The economy of Cyprus is expected to slow to 2.5% GDP in 2023, reflecting an erosion in household incomes, tighter financial conditions, and delayed impacts from sanctions against Russia, the International Monetary Fund forecasts.
This overview follows the conclusion of Article IV’s consultation with Cyprus.
The Executive Board of IMF said Cyprus’ economy has been resilient to the fallout from Russia’s invasion of Ukraine.
Output grew by 5.6% in 2022, while employment recovered and unemployment dropped to a post-Cyprus-financial-crisis low.
However, high energy prices contributed to inflation and a larger current account deficit.
The fiscal surplus reached 2.3% of GDP, and public debt declined strongly.
Liquidity and capital adequacy ratios in the banking sector have remained high, and profitability improved.
IMF also notes that private sector deleveraging continues to be hindered by the slow resolution of legacy non-performing loans (NPLs).
However, it forecasts that growth is expected to average around 3% in the medium term, supported by public and private investments, structural reforms, and further ICT expansion.
High inflation will recede only gradually amid elevated inflation expectations and wage pressures.
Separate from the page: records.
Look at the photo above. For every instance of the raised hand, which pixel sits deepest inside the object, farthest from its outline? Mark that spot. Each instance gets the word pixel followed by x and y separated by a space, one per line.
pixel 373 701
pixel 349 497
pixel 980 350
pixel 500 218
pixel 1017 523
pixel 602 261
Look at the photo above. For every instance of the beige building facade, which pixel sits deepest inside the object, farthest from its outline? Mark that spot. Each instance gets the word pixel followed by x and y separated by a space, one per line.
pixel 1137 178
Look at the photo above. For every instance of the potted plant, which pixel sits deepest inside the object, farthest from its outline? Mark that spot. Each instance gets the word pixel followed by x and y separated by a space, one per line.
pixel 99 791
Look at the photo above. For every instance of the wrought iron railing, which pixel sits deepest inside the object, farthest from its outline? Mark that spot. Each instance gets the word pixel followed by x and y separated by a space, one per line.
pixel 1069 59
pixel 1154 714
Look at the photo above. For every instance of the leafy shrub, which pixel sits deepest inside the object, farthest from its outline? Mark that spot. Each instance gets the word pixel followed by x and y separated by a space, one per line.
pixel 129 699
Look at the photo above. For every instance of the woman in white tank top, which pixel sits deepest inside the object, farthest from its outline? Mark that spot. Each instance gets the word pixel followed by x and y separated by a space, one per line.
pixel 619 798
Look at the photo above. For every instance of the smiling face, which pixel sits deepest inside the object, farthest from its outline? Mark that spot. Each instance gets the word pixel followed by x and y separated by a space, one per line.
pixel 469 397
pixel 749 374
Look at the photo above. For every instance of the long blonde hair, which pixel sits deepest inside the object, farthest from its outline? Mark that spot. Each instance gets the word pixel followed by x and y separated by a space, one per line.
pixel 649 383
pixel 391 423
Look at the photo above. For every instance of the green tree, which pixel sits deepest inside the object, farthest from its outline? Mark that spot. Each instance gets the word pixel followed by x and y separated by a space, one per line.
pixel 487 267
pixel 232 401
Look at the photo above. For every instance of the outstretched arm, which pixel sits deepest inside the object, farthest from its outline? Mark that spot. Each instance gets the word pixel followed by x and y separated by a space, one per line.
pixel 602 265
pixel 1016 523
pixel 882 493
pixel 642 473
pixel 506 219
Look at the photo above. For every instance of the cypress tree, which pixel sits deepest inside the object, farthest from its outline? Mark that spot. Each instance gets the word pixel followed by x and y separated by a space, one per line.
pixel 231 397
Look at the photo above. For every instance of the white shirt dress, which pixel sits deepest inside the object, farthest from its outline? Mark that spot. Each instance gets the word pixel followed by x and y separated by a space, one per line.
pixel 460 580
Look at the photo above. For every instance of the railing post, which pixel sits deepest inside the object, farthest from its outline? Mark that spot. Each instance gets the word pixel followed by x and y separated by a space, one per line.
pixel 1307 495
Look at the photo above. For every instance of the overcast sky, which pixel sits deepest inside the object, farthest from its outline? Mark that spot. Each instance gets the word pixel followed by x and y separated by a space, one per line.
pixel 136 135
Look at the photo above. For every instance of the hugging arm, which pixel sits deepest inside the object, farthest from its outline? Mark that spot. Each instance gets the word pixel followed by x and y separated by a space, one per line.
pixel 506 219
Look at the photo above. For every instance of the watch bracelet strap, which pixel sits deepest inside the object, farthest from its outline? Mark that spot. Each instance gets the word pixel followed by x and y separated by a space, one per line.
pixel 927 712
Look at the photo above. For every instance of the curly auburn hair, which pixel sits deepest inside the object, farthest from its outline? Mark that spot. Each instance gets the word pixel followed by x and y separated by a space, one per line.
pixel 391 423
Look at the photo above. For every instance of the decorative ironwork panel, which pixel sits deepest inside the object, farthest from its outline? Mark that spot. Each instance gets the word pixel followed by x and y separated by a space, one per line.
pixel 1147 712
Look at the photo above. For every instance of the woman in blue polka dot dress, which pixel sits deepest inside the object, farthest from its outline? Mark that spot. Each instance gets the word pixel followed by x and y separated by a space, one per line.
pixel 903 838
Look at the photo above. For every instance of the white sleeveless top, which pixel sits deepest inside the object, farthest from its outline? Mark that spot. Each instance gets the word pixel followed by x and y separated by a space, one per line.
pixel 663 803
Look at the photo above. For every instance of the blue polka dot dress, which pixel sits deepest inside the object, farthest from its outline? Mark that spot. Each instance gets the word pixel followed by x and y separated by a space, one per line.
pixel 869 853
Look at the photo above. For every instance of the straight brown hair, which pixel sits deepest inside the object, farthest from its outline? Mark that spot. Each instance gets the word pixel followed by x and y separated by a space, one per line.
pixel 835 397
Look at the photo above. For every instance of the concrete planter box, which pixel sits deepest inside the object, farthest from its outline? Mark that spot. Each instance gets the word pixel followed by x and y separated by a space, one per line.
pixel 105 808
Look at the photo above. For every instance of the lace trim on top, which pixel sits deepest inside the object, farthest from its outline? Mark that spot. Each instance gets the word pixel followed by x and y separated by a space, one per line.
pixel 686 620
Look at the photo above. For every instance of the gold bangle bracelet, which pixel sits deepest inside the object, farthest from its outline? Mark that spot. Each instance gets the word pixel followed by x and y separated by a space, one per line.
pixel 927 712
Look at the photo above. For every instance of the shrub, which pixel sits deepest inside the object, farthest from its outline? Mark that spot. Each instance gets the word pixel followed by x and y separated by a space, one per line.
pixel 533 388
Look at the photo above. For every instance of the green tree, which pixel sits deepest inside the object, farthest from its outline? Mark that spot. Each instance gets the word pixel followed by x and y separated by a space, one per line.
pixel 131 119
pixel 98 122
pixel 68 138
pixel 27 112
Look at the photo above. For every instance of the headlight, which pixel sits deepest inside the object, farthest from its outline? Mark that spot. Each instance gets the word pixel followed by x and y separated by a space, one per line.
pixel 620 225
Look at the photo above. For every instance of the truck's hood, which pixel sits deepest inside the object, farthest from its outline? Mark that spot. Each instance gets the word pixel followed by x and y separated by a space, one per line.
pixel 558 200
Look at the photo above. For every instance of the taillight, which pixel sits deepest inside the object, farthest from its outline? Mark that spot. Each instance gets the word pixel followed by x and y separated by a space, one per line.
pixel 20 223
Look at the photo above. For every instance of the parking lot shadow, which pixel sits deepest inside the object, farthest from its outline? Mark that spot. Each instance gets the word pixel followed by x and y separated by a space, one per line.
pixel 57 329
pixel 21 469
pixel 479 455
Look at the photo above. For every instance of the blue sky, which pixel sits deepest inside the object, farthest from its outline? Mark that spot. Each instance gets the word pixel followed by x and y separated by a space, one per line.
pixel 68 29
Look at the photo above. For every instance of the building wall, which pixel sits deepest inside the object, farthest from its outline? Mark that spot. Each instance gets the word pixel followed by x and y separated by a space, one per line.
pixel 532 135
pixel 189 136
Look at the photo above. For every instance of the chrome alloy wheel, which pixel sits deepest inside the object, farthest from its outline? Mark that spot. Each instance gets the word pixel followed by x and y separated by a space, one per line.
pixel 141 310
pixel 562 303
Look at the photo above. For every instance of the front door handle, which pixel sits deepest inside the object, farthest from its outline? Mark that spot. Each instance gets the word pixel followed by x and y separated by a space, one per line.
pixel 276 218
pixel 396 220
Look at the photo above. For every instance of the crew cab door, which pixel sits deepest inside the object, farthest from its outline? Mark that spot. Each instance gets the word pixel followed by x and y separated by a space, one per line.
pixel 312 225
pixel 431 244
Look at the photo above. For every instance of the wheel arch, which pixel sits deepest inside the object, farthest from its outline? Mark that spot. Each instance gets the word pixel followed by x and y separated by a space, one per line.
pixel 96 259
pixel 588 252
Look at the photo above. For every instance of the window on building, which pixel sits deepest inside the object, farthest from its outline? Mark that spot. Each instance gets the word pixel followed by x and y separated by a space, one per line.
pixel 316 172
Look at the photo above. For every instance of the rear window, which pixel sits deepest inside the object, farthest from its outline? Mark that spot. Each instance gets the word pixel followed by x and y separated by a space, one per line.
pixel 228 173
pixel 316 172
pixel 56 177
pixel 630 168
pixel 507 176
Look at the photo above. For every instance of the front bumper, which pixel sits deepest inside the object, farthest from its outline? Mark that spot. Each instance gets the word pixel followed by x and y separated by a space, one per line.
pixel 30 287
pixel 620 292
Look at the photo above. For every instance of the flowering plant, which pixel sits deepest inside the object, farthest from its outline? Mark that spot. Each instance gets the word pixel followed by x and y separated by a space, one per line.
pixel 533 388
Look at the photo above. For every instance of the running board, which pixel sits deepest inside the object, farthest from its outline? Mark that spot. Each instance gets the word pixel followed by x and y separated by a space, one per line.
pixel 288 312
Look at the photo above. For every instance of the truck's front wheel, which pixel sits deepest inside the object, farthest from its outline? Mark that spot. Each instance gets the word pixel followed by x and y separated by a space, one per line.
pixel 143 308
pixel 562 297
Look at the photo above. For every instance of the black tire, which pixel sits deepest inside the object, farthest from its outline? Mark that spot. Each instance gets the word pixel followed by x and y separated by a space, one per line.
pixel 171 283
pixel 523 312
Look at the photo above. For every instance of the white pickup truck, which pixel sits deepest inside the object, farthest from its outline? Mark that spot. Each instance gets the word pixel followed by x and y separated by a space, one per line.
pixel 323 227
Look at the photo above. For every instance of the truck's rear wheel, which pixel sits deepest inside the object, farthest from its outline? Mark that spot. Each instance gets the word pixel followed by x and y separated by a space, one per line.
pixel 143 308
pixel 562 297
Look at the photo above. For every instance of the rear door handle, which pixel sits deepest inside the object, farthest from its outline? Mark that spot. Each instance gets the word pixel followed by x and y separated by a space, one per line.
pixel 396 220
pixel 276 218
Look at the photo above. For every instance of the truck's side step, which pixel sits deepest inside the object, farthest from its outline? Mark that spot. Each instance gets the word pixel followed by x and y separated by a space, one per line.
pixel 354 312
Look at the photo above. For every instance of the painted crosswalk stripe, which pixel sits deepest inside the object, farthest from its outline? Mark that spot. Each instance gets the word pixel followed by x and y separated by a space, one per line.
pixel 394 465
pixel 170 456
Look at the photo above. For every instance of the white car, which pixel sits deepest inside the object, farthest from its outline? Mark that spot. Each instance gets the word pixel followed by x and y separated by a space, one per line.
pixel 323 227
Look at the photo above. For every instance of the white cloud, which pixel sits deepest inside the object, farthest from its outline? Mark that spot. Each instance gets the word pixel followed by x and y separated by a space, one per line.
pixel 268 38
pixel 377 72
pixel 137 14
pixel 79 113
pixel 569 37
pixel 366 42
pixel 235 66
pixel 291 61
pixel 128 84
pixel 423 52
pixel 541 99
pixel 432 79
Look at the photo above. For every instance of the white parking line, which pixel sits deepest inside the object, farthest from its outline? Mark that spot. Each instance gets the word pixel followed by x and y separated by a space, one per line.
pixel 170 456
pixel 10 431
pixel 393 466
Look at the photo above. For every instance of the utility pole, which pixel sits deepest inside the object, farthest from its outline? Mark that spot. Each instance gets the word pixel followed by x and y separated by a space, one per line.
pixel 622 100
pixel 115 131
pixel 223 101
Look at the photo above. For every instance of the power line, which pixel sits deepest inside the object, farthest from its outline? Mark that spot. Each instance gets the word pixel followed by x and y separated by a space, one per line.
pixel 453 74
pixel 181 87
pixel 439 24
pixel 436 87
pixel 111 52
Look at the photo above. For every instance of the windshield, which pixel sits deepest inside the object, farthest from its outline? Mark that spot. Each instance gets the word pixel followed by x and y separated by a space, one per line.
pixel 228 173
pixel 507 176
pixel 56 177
“Tight fiscal policy this year will help contain price pressures from aggregate demand, and the public debt ratio is on a firmly declining path, while the external current account will improve moderately but remain in sizable deficit”.
It said that a moderately contractionary fiscal stance in 2023 remains appropriate to contain price pressures and further reduce public debt.
However, fiscal policy should stand ready to respond if growth turns out weaker than expected.
Decisions on wage indexation and support measures should be based on a holistic view of their macroeconomic impact, the IMF adds, noting that a fuller automatic adjustment of wages to inflation through the CoLA mechanism should be avoided.
“It would likely make inflation more persistent, adversely affect competitiveness, and reduce fiscal space.
“It would also reduce flexibility in response to future shocks”.
On the guaranteed minimum income, IMF notes that it might need to be carefully recalibrated while strengthening its activation requirements.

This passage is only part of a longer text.